Foundational AI companies will also benefit. Anthropic just partnered with Palantir and Amazon to provide U.S. intelligence and defense agencies with access to its Claude AI models. This collaboration aims to operationalize Claude within Palantir’s platform, hosted on AWS, specifically targeting defense-accredited environments handling highly sensitive national security data.
A debate has been underway in Silicon Valley and D.C. regarding the ethics and implications of fully autonomous weapons. While some defense tech leaders like Shield AI’s Brandon Tseng express opposition, others like Anduril’s Palmer Luckey and investor Joe Lonsdale are open to their use to take on China and Russia. Trump’s election likely clears the way for the sector to go full steam ahead on Defense AI.
I’m with Tseng. @SimonBiggs let’s catch up on this. I am really keen to know where Anthropic stands on this per my email to you yesterday. I’ve been trawling the published stuff and want to know if I’ve missed something.
Palantir is proud to be the first industry partner to bring Claude models to classified environments.
“We’re proud to be at the forefront of bringing responsible AI solutions to U.S. classified environments, enhancing analytical capabilities and operational efficiencies in vital government operations. Access to Claude 3 and Claude 3.5 within Palantir AIP on AWS will equip U.S. defense and intelligence organizations with powerful AI tools that can rapidly process and analyze vast amounts of complex data. This will dramatically improve intelligence analysis and enable officials in their decision-making processes, streamline resource intensive tasks and boost operational efficiency across departments,” said Kate Earle Jensen, Head of Sales and Partnerships, Anthropic.
Thanks Simon. I’m actually less concerned by the relationship anthropic has with companies in the business of enabling US military force than I am with the broader question of AI safety and the delegation of lethal decisions to AI actors. I’m not black-and-white on the latter, indeed I have said as much.

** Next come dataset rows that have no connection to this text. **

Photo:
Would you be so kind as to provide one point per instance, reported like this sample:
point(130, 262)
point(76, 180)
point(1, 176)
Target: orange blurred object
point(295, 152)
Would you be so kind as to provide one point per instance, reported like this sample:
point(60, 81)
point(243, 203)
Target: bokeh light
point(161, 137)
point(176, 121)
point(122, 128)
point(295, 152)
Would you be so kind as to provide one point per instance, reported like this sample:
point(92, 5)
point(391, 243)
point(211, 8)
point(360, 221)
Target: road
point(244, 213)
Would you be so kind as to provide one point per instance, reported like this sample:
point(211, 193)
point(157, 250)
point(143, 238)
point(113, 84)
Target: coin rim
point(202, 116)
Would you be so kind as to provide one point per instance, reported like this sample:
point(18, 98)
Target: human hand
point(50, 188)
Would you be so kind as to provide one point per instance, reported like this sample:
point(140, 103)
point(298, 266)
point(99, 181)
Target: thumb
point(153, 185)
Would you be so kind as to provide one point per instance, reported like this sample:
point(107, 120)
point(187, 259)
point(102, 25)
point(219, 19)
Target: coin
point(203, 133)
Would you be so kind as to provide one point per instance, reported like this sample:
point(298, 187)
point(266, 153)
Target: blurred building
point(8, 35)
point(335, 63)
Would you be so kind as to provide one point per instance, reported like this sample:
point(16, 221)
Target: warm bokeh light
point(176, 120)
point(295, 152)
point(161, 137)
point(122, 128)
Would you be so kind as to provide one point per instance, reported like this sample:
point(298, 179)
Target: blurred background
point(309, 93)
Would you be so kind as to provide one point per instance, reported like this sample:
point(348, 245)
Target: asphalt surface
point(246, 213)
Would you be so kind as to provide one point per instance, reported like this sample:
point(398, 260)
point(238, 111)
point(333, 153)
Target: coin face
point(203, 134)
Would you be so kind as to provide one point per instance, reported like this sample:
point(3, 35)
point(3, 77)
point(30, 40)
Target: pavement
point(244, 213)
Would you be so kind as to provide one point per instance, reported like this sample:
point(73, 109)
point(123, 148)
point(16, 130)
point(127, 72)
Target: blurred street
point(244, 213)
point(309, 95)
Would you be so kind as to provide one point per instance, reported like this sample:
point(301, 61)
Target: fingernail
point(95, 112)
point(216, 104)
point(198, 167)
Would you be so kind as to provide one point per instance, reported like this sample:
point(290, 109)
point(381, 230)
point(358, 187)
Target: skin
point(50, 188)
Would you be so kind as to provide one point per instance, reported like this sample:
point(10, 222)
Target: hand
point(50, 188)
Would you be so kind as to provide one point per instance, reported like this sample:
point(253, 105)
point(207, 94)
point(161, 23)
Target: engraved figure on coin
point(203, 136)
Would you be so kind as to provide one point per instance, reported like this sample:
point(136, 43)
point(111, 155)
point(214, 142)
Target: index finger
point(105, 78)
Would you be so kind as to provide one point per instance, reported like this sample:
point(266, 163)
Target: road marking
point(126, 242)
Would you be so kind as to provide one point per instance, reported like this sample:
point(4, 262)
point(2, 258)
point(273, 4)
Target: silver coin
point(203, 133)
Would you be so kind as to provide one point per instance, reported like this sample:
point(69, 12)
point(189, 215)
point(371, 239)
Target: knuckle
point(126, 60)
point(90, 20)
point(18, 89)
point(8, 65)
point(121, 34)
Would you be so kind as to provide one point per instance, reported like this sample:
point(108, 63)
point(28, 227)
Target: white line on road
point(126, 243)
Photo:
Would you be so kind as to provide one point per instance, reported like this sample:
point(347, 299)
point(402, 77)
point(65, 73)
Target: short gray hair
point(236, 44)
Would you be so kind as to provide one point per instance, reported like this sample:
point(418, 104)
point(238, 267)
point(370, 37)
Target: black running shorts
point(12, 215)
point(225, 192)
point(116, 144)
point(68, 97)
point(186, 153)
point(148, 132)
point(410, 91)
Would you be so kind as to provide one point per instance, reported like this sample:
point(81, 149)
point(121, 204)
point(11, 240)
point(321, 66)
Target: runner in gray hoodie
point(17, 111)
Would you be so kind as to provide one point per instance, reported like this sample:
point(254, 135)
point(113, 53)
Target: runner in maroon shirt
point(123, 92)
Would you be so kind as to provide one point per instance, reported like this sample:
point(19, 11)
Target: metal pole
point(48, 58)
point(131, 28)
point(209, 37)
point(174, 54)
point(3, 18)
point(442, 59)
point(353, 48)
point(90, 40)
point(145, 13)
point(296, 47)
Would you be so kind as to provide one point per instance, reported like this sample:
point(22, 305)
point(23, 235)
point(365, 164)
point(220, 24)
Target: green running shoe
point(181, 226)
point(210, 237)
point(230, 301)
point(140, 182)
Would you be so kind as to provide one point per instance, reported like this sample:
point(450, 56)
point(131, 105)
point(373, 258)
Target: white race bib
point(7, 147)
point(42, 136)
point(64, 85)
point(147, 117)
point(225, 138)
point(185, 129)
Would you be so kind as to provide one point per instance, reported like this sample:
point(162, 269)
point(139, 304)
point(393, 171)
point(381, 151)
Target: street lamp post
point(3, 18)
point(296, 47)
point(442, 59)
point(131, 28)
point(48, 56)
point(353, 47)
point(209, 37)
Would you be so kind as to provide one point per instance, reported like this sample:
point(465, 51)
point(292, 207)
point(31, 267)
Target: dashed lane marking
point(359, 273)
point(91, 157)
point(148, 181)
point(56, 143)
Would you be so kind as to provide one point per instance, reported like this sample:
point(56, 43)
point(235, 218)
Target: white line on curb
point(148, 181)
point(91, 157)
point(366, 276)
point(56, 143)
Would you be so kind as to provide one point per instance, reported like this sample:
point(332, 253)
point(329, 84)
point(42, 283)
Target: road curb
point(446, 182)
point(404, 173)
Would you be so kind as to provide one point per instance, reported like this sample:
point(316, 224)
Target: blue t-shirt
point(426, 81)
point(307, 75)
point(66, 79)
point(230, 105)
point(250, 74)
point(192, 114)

That said, it does concern me as to the opacity of anthropic in terms of establishing clearly defined principles rather than clearly defined levels of concern, about the deployment of AI in this context,
I’ve said it many times before, I want to know the position of all the major frontier model developers on the multipolar trap which we all seem to be racing headlong towards not withstanding anthropics safety first approach to the deployment of AI in life and death applications which I certainly do appreciate.
Clearly this is not an easy question on which to have unwavering principles. And I agree that the bagel approach to “layering safety” is a put your head in the sand response which is often counter-productive. It’s certainly not helpful when it comes to resolving the problem. Indeed from a game theoretical point of view I don’t think anyone has demonstrated as theoretical solution beyond the Nash equilibrium.
The key challenge is whether we have the luxury of believing we can achieve an equilibrium before we reach it this time around.
What I would like to know is where anthropic is on this, and on the question of AI safety in the context of what I have already written about Azimovs three laws. What I’m finding frustrating is an apparent lack of anything that addresses these issues in any substantial way coming from any of the frontier model developer and the US or other governments
Is there anything public you can point to that would help clarify this?